Kouros looked at the knife, thinking of his brother Kuthra, of Rakhsar, Roshana. His own father, who had died as a man should. They were all gone, and now he would follow. And Orsana would live on to spin her webs and brew her poison. The shock of it brought a laugh into his throat, although it left his lips as a choking sob.
He looked at Charys. The eunuch’s eyes were gimlets in that massive, blank face. There was no humanity there.
He heard the horns of the city blowing again, and walked to the balcony to look out upon the majesty of imperial Ashur. There was a roar up by the western gates. He did not know if it was battle or celebration. It was a meaningless sound.
Meaningless.
‘I am Kouros, son of Ashurnan, of the line of Asur. I am Great King of the Asurian Empire.’
He chewed angrily on the words
. The anger was enough. It had been with him all his life. He thrust the wicked blade into his own chest, stood there wide-eyed with the cold violence he had done himself, and turned to face the men in the chamber.
‘I am – I am –’
Then he fell headlong upon the floor, upsetting the wine, his legs drawing up under him. He struggled a moment more, then was still. The knotted jaw relaxed at last.
TWENTY-FIVE
AN OLD MAN’S ADVICE
THEY MET BELOW a canopy of cyan-blue silk, erected a pasang in front of the main western gate.
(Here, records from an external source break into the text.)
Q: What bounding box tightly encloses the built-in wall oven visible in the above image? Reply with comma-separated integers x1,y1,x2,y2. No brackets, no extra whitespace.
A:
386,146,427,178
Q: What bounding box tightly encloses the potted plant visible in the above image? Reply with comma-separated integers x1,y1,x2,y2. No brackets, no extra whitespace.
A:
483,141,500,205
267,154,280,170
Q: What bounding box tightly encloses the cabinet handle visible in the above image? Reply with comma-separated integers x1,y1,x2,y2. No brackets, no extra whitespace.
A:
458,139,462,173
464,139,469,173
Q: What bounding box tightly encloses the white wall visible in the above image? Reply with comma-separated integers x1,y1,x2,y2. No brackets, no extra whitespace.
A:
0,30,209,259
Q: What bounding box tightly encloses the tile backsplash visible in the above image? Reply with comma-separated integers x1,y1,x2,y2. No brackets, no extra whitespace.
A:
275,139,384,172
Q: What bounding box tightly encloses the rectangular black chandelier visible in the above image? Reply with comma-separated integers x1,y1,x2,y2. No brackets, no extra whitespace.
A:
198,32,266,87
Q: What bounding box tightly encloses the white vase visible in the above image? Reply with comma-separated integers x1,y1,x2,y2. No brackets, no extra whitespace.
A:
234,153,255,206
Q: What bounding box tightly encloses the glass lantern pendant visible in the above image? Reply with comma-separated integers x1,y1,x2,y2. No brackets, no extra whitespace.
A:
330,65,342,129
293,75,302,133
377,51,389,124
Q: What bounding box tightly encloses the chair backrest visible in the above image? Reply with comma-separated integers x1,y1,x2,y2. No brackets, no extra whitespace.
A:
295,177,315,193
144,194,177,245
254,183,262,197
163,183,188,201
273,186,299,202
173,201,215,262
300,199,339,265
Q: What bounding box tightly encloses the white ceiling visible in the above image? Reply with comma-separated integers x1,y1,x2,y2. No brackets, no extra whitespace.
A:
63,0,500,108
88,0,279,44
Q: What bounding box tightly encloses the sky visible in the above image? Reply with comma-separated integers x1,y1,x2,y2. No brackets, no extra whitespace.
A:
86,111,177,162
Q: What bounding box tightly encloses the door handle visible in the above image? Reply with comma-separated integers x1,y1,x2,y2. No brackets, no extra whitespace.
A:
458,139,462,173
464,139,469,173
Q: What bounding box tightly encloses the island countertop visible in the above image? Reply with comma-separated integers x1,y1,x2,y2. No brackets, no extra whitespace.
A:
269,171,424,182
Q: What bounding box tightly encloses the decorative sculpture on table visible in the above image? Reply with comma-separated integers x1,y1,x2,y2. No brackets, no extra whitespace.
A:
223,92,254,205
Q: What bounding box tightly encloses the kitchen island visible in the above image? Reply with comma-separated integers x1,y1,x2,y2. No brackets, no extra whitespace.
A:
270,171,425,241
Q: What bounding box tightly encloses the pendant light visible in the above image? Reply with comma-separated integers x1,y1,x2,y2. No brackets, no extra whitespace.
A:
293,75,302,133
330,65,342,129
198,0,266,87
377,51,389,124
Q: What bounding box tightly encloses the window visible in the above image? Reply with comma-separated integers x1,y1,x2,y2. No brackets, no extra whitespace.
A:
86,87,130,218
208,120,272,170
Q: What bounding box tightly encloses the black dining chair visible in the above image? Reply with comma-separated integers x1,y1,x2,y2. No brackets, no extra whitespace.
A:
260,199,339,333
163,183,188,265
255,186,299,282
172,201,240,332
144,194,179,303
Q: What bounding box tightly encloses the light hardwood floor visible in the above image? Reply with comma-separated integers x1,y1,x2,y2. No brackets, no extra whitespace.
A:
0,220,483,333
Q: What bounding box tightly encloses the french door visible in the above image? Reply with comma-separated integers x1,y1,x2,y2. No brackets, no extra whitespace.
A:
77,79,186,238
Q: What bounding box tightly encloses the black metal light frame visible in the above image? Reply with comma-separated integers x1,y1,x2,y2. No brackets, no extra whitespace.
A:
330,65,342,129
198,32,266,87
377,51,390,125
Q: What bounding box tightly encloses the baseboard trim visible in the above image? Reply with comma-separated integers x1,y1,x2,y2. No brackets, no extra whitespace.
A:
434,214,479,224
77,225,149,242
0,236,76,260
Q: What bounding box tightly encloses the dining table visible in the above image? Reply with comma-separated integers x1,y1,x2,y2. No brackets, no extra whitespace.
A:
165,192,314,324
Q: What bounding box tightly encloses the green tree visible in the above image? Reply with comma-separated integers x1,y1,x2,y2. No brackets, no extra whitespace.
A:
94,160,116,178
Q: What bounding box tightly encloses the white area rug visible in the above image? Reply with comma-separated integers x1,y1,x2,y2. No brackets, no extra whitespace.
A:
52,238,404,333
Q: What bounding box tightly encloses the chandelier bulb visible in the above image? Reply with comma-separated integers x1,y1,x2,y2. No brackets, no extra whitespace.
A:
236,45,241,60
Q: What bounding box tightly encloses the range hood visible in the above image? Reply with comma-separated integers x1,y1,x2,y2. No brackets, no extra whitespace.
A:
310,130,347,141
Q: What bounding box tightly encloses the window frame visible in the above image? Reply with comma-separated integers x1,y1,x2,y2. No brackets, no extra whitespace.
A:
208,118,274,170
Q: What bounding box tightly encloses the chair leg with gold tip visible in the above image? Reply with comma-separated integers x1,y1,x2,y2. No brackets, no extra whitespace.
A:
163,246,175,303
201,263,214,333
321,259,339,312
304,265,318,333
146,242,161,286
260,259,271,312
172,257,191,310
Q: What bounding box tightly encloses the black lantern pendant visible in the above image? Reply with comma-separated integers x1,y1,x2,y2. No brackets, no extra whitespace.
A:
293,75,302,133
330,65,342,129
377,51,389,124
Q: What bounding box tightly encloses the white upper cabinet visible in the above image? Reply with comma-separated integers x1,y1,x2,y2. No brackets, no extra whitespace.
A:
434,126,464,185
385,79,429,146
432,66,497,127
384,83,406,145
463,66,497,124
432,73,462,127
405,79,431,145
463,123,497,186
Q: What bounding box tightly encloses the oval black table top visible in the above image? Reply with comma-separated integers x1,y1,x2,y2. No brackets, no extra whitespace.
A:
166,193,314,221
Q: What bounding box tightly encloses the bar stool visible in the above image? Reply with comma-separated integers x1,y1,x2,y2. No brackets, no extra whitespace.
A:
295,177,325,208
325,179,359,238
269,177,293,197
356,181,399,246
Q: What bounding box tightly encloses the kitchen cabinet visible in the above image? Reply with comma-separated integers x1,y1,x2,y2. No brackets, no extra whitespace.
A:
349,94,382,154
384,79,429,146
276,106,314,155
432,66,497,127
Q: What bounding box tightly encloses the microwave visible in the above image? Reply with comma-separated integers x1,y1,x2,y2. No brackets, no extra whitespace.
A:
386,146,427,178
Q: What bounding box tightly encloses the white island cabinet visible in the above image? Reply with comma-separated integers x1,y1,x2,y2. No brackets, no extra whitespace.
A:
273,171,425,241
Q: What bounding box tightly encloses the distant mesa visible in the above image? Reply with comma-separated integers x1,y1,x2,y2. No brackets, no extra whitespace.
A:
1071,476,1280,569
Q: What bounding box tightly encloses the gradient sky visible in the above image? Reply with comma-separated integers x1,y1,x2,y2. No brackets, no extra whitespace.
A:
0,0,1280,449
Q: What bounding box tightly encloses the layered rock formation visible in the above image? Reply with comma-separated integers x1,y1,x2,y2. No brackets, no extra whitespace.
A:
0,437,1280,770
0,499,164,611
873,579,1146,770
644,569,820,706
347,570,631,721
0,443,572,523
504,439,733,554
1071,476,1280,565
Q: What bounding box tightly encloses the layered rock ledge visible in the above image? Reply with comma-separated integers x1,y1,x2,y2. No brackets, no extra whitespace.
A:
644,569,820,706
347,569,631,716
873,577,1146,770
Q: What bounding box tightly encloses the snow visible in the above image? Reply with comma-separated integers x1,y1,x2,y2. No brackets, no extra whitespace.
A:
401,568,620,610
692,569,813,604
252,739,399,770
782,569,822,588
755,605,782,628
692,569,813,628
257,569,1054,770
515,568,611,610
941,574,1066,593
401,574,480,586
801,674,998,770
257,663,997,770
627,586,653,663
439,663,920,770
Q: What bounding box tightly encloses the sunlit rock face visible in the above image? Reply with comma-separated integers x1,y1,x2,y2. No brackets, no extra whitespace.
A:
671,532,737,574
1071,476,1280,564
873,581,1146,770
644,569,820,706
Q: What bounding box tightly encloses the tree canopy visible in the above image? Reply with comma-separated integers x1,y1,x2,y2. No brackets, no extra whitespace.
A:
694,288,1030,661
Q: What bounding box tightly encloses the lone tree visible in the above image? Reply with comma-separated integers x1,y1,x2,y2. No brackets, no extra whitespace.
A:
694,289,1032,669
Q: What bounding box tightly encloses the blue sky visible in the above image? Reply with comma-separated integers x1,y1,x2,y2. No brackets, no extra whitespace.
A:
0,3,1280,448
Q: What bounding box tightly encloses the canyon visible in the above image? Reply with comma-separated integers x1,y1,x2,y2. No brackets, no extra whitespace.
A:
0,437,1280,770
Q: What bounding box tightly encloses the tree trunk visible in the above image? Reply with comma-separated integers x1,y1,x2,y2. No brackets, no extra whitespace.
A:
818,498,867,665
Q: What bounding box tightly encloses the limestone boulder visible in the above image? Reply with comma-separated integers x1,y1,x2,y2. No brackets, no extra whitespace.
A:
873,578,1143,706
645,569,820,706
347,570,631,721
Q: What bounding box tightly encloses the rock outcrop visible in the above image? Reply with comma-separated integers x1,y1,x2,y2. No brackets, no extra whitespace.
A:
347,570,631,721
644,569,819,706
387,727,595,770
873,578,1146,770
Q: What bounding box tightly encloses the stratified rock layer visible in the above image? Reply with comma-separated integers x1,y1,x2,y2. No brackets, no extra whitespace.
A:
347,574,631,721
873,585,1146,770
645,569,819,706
A file of fifty Honai marched out of the city in perfect time, their armour as bright as bronze could be, the sun glinting on their spearheads. From the camp of the Macht came forty-six scarlet-cloaked spearmen, led by a centurion in the Curse of God.
The two companies formed up opposite each other, with the canopy between them. They stood with their shields at their knees, and waited in the growing heat of the morning, looking at each other with frank curiosity. They were professional enough, all of them, to feel no real rancour for their enemy. They had last met at Gaugamesh, in the centre of that great dust-flayed cauldron of mayhem. They had that in common.
As they stood there, the walls of Ashur filled with people, and the bee-hive mumble of their talk carried clear across the plain. The streets were crowded as though for a festival, and the proceedings were relayed down to the alleyways by those lucky enough to have secured a perch on the battlements far above.
Bronze horns sounding out from the summits of the ziggurats, relayed all the way to the western walls. There was an echoing cheer which rolled out of the east as it was taken up by the crowds.